In the following report, we use data gathered via fitness trackers to build a predictive model. The model’s goal is to correctly identify the type of weight lifting movement based on the fitness tracker data. We perform a brief exploratory analysis of the data, decide on which machine learning algorithm to apply in building our model, and then train a model and apply it to the given testing set.
First, we load all packages needed for our analysis. Note that lattice is loaded as it is a requirement for the caret package, however, for our plotting purposes, we will use ggplot2 . Next, we read in the data from the respective urls in the code chuck below.
library(ggplot2)
library(data.table)
library(lattice) # Required for 'caret' package
library(caret)
training <- fread('https://d396qusza40orc.cloudfront.net/predmachlearn/pml-training.csv')

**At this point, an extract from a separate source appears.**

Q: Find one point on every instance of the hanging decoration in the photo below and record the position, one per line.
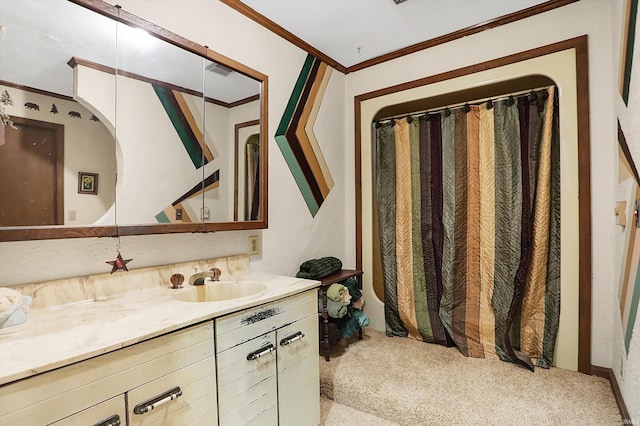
(119, 264)
(5, 99)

testing <- fread('https://d396qusza40orc.cloudfront.net/predmachlearn/pml-testing.csv')
Let’s get to know the data and its structure.
head(training[,1:20])
## V1 user_name raw_timestamp_part_1 raw_timestamp_part_2 cvtd_timestamp
## 1: 1 carlitos 1323084231 788290 05/12/2011 11:23
## 2: 2 carlitos 1323084231 808298 05/12/2011 11:23
## 3: 3 carlitos 1323084231 820366 05/12/2011 11:23
## 4: 4 carlitos 1323084232 120339 05/12/2011 11:23
## 5: 5 carlitos 1323084232 196328 05/12/2011 11:23
## 6: 6 carlitos 1323084232 304277 05/12/2011 11:23
## new_window num_window roll_belt pitch_belt yaw_belt total_accel_belt
## 1: no 11 1.41 8.07 -94.4 3
## 2: no 11 1.41 8.07 -94.4 3
## 3: no 11 1.42 8.07 -94.4 3
## 4: no 12 1.48 8.05 -94.4 3
## 5: no 12 1.48 8.07 -94.4 3
## 6: no 12 1.45 8.06 -94.4 3
## kurtosis_roll_belt kurtosis_picth_belt kurtosis_yaw_belt skewness_roll_belt
## 1: NA NA NA NA
## 2: NA NA NA NA
## 3: NA NA NA NA
## 4: NA NA NA NA
## 5: NA NA NA NA
## 6: NA NA NA NA
## skewness_roll_belt.1 skewness_yaw_belt max_roll_belt max_picth_belt
## 1: NA NA NA NA
## 2: NA NA NA NA
## 3: NA NA NA NA
## 4: NA NA NA NA
## 5: NA NA NA NA
## 6: NA NA NA NA
## max_yaw_belt
## 1: NA
## 2: NA
## 3: NA
## 4: NA
## 5: NA
## 6: NA
unique(training$user_name)
## [1] "carlitos" "pedro" "adelmo" "charles" "eurico" "jeremy"
unique(training$classe)
## [1] "A" "B" "C" "D" "E"
training[, user_name := factor(user_name)][, classe := factor(classe)]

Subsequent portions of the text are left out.